After Che collectivized sugar production, harvests failed and output halved. By necessity they became puppets of the Soviet Union and supplied sugar to the Soviet empire in exchange for massive subsidies. Soviet largesse and power was the only thing that kept Castro’s regime afloat. In return, the Soviets used Castro to promote revolutionary terror worldwide.
Fidel exported armed chaos (communist revolution) to Argentina, Venezuela, Guatemala, Paraguay, Colombia, Honduras, Haiti, El Salvador, Nicaragua, Uruguay, Angola, Mozambique, Ethiopia, and South Africa. All those efforts failed and, if those regimes are still in power, they are dictatorships of impoverished countries. The failed socialist state of Venezuela is just the latest example of Castro’s work.
After the collapse of the Soviet empire the welfare payments stopped and Cuba fell into economic collapse. This “Special Period” (1989-1996) was marked by famine, malnutrition, starvation, and disease. That is, unless you were a member of the Communist Party or the army: they ate well (see Orwell’s Animal Farm).
It is rumored, not without some basis in fact, that the Castros were receiving money from drug cartels for aiding the transportation of drugs through Cuba to the U.S., Nicaragua, and Panama. With limited funds available to the Castros during the Special Period, drug money augmented their slush fund and was apparently used to reward and fund top military and security personnel and operations.

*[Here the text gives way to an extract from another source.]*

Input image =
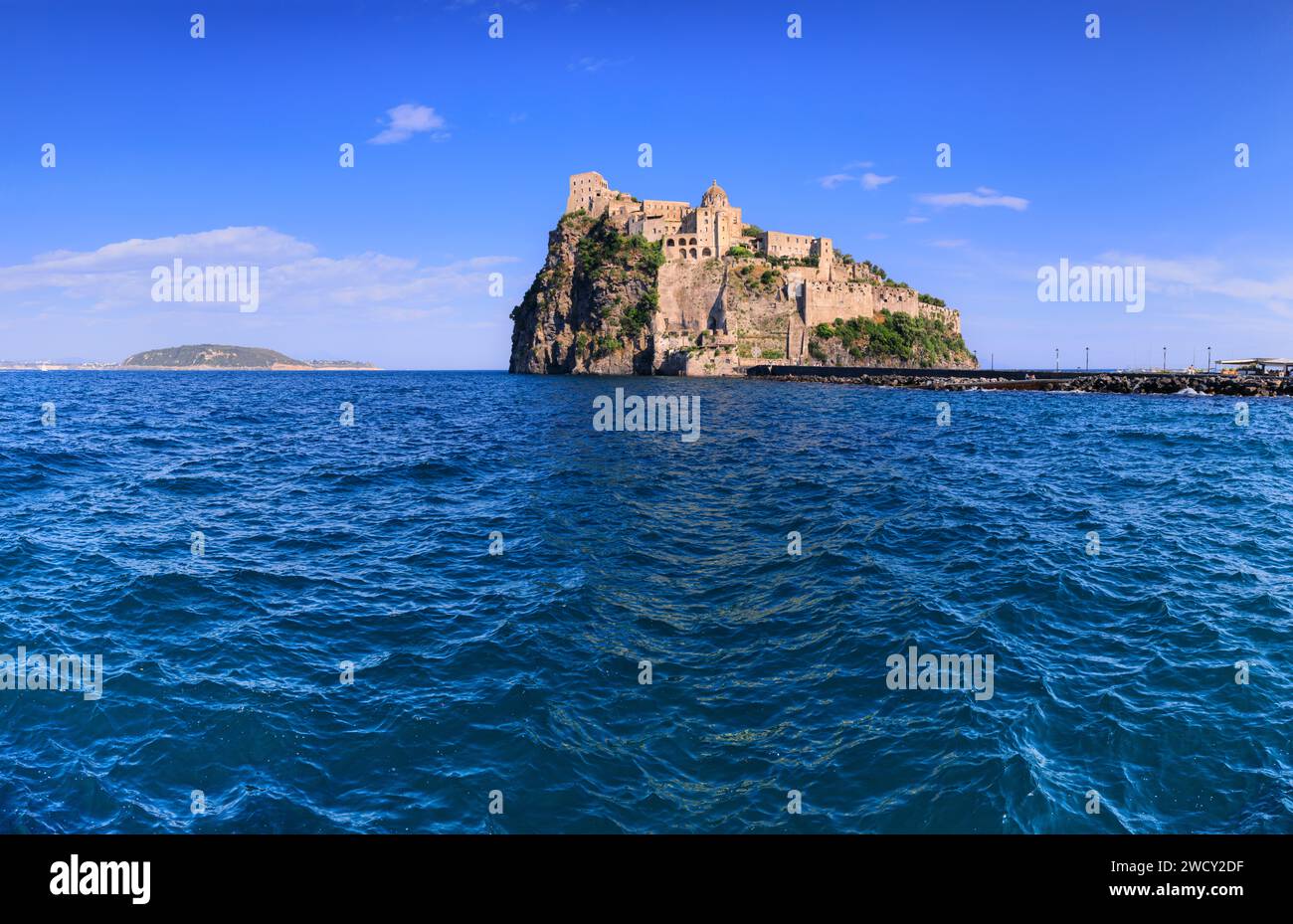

As a Cuban, if you weren’t part of the elite, you lived at the whim of the State. No jobs, no hope, no future. They did what all oppressed people do: they fled. There have been five waves of emigration from Cuba since the revolution and it still goes on as Cubans risk their lives on flimsy rafts to reach our shores. The United States is home to 1,172,899 Cuban exiles, and as a group, they have thrived here.
The lesson of Cuba and Castro is twofold.
First is the obvious one that all communist-socialist regimes are corrupt, brutal, disruptive failures. And they are hard to dislodge—the Castros have ruled Cuba for almost 60 years.
One wonders why dictators like Castro hold on in the obvious light of failure. Megalomania has something to do with, but fear is even more powerful. Like many dictators, they are afraid that their regime will fail, the people will rise up, and their heads will roll. While Raul Castro slightly loosened of the shackles, he carefully monitors the results to see if it leads to unrest. Sadly, it seems the Cubans, like other oppressed people, are cowed, afraid, and resigned to things the way they are. Instead of resisting, they leave.
The second lesson is about capitalism, the only hope for Cuba.
The CNBC TV show, The Profit, powerfully demonstrates this in the latest segment, “The Profit in Cuba.” The show, starring serial entrepreneur Marcus Lemonis, takes us inside Cuba’s tiny, almost-private sector. Because of a stagnant economy caused by the failures of inefficient and inept state run enterprises, Raul Castro, taking over from his brother in 2010, allowed the expansion of private, profit-oriented businesses. There is still a complex maze of regulations to hurdle to open a business, but by opening that door just a crack, 500,000 entrepreneurs have opened small businesses, transforming Cuba’s economy.
I urge you to watch “The Profit in Cuba”. You will be inspired by the drive and ingenuity of Cubans given a chance to better themselves and their world. Once more economic freedom (capitalism) triumphs over socialism.
Fidel would have hated it. May he rot in Hell.